Allein der Auftrag ruft die Politik auf den Plan. Die FDP-Fraktion hat das Bad gestern als "tickende Zeitbombe für die Haushaltssanierung" bezeichnet und spricht schon von Alternativen zu einer Sanierung, sprich von Abriss und Neubau.

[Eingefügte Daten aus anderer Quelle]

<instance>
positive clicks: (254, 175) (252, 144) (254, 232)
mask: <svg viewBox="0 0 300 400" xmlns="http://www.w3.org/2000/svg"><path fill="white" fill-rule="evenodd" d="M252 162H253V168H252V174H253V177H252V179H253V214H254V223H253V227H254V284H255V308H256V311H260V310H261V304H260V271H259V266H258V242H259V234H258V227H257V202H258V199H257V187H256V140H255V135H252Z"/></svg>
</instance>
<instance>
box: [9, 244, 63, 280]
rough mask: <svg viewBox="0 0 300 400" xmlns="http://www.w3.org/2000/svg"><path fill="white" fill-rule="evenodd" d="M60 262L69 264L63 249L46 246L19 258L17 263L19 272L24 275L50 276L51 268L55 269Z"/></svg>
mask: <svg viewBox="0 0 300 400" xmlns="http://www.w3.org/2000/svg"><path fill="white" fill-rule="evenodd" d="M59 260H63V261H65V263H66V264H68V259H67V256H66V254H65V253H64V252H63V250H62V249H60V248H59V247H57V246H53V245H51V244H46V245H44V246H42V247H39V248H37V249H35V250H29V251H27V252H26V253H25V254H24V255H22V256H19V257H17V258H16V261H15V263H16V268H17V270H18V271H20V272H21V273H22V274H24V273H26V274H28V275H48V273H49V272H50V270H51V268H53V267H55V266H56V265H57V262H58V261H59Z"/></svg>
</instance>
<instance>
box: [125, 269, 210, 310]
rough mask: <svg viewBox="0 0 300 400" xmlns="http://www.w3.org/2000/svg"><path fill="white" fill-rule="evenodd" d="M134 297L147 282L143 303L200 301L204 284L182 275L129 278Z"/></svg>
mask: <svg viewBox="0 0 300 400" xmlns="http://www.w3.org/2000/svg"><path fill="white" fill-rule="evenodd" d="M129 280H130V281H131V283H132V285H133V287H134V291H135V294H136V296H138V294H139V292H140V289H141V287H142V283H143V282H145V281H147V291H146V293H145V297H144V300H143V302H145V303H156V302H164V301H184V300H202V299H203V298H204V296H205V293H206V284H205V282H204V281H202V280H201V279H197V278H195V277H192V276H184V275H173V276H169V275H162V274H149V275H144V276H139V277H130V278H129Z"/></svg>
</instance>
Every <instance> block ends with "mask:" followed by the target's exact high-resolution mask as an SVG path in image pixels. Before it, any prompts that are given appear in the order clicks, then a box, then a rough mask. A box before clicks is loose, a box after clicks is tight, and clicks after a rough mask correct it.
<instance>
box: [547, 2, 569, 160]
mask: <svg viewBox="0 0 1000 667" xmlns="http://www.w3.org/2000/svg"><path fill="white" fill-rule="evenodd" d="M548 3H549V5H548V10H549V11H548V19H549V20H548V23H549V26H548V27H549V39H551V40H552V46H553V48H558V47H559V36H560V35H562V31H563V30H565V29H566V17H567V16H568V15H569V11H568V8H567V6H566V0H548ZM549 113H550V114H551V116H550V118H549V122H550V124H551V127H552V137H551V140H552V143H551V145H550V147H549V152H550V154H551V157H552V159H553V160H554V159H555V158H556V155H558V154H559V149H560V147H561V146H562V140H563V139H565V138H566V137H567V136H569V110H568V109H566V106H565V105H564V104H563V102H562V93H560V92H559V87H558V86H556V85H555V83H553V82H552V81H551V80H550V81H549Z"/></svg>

Das ist, gelinde gesagt, verfrüht: Zum einen sind in den vergangenen Jahren immer wieder erhebliche Beträge in die Technik des Bades geflossen - der oft zu hörende Vorwurf, die Stadt lasse ihren Immobilienbesitz verkommen, stimmt für das Badezentrum eben nicht. Eine Nachfrage bei der Stadt nach den letzten größeren Investitionen ergab: 2007 wurde die Dachhaut erneuert (Kostenpunkt 260.000 Euro), 2011 wurde von den Stadtwerken eine Photovoltaik-Anlage auf dem Dach installiert, und 2015 wurde eine Optimierung der Lüftungssteuerung durchgeführt. Die Kosten im Rahmen der Instandhaltung lagen bei rund 220.000 Euro. Zudem steht vor einem Abriss der Denkmalschutz. Der ganze Komplex steht seit 1997 unter Denkmalschutz. Folgt man dem Gutachten, geht es bei dem Bad um ein Prachtstück neuerer Architektur. Die Kernsätze in dem dreiseitigen Gutachten des Landschaftsverbandes Rheinland von 1997 lauten: "Mit dem Badezentrum ist dem Architekten P.F. Schneider eine Verbindung zwischen funktionalem Nutzbau und architektonischem Anspruch gelungen. Die Gliederung der Baukörper trägt der Verbindung zwischen Hallen- und Freibad Rechnung. Der großflächigen Südfassade wird durch die verglaste Rasterung Transparenz und Leichtigkeit verliehen, unterstützt durch die dynamische Gestaltung in Form der geschwungenen Fassade und des ansteigenden Daches." Die Südfassade - das ist's. Die ästhetische Einschätzung ist es, die bis heute überzeugt. Bei aller Funktionalität scheint die innere Struktur des Gebäudes doch auf die Glasfront hin angeordnet zu sein: Betritt man den Badebereich, öffnet sich der Raum mehrfach gestaffelt, bis die Fassade den Blick nach außen lenkt. Das ist so leicht inszeniert, dass einem die Raffinesse der Konstruktion kaum auffällt. Man fühlt nur Weite, wenn man im Bad seine Runden dreht und über einem Helligkeit aufsteigt. So funktioniert qualitätvolle Artchitektur.